While of course it matters how men behave, studies show that clothes most definitely do make the man. And that there’s reason to believe attraction to another’s personal style (and, more specifically, how they chose to express that style) can actually help determine compatibility. This shouldn’t be entirely surprising. After all, it’s precisely because taste in clothes is such a personal choice that they can tell us so much about the person who chose to put them on.

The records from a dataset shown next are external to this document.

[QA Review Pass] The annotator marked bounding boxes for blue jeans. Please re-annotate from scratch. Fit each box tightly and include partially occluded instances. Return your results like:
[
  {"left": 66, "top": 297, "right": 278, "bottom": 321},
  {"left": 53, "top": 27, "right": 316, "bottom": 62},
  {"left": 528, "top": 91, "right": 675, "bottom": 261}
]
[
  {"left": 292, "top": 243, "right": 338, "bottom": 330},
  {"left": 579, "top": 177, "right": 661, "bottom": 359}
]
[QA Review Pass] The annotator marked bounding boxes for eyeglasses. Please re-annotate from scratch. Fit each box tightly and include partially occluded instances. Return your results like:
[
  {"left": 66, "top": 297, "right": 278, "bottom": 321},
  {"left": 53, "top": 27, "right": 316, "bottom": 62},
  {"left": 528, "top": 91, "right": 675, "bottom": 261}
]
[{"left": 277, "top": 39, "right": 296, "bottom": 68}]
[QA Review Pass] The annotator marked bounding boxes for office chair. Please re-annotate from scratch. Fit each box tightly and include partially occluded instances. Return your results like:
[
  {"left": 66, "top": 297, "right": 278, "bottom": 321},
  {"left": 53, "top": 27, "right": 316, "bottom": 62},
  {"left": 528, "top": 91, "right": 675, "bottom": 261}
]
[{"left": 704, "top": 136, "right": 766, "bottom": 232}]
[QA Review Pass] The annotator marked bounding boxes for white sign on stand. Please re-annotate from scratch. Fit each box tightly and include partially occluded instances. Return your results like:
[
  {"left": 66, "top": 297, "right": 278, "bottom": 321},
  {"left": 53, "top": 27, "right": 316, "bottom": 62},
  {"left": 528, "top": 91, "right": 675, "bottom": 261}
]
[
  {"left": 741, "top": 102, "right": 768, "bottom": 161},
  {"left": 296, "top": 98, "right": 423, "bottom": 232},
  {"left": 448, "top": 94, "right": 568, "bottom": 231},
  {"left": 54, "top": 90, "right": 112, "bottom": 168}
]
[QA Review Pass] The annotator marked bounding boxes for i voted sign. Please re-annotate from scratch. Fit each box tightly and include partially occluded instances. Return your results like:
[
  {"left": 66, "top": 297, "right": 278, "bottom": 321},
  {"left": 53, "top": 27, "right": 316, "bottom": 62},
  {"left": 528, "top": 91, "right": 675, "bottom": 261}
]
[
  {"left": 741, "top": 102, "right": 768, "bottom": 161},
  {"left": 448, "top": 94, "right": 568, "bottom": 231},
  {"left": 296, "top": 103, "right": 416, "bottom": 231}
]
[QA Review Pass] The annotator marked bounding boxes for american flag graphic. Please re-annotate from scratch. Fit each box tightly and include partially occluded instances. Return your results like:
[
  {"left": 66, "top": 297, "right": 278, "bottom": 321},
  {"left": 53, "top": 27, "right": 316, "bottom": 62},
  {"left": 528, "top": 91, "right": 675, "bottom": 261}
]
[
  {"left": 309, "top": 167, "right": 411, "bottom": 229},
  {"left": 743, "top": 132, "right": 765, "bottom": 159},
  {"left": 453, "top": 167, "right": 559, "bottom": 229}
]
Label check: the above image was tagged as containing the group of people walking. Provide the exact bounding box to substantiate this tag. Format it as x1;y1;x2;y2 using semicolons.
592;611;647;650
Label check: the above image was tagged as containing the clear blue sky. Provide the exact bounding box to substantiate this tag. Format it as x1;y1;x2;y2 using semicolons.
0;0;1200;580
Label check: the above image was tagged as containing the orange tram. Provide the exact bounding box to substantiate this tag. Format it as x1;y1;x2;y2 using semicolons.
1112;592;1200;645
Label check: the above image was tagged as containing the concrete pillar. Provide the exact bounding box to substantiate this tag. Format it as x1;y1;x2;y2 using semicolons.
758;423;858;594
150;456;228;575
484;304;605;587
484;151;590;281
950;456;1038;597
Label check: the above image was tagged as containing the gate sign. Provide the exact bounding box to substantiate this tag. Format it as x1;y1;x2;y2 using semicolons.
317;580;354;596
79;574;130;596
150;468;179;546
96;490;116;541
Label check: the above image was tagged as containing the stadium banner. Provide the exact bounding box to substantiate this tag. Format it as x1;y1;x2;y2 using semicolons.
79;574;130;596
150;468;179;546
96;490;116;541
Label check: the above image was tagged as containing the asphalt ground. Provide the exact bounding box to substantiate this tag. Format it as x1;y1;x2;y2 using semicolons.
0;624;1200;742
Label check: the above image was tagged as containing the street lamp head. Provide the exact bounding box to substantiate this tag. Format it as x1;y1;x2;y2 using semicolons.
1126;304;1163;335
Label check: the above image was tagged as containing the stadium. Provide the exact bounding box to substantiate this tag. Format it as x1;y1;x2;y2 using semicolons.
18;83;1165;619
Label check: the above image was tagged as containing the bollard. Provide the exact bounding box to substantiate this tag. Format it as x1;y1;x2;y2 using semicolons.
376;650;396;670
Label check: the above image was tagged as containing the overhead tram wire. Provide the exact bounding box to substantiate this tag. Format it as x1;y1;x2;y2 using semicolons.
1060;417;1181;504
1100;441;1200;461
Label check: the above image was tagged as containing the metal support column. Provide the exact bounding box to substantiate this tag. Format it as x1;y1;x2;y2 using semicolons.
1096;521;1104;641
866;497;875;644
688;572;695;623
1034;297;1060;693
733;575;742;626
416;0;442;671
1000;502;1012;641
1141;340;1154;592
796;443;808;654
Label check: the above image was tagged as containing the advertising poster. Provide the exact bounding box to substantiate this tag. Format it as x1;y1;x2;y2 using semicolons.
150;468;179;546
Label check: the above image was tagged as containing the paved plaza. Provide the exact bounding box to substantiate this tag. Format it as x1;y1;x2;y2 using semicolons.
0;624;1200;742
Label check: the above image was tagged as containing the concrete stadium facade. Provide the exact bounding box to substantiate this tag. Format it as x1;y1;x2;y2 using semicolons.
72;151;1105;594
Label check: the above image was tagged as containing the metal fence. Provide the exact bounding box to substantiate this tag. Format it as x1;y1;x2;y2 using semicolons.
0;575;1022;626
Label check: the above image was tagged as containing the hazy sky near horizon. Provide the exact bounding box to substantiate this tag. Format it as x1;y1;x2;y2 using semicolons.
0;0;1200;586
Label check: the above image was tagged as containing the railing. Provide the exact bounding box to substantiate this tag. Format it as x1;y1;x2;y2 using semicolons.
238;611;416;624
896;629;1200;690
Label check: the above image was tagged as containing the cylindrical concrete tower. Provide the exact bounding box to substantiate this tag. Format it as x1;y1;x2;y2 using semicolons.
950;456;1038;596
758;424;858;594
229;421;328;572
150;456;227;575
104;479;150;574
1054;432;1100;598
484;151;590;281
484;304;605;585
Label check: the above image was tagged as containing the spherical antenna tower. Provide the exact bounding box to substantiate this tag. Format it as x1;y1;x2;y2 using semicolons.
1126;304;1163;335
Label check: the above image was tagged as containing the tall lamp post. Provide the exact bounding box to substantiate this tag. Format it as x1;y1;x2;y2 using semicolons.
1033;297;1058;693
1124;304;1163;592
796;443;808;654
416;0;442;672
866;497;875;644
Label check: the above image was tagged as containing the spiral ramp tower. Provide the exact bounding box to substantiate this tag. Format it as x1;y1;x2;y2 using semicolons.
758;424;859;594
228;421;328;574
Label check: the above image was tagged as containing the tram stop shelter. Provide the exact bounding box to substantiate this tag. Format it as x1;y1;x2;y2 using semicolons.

A 2012 study published in the Journal of Experimental Social Psychology coined the phrase “embodied cognition” to describe the idea that we think not just with our brains but also with our bodies. The researchers found that clothes influence how we view and interact with the world: When they gave participants white coats they said belonged to doctors, the subjects’ ability to pay attention increased. When they were told the coats belonged to painters, their ability to pay attention flat lined. What this means: Clothes can, and do, influence a wearer’s psychological processes. Dressing casually, or carelessly, could cause a worker—or, for that matter, a partner—to feel less focused and less alert. Less engaged and present.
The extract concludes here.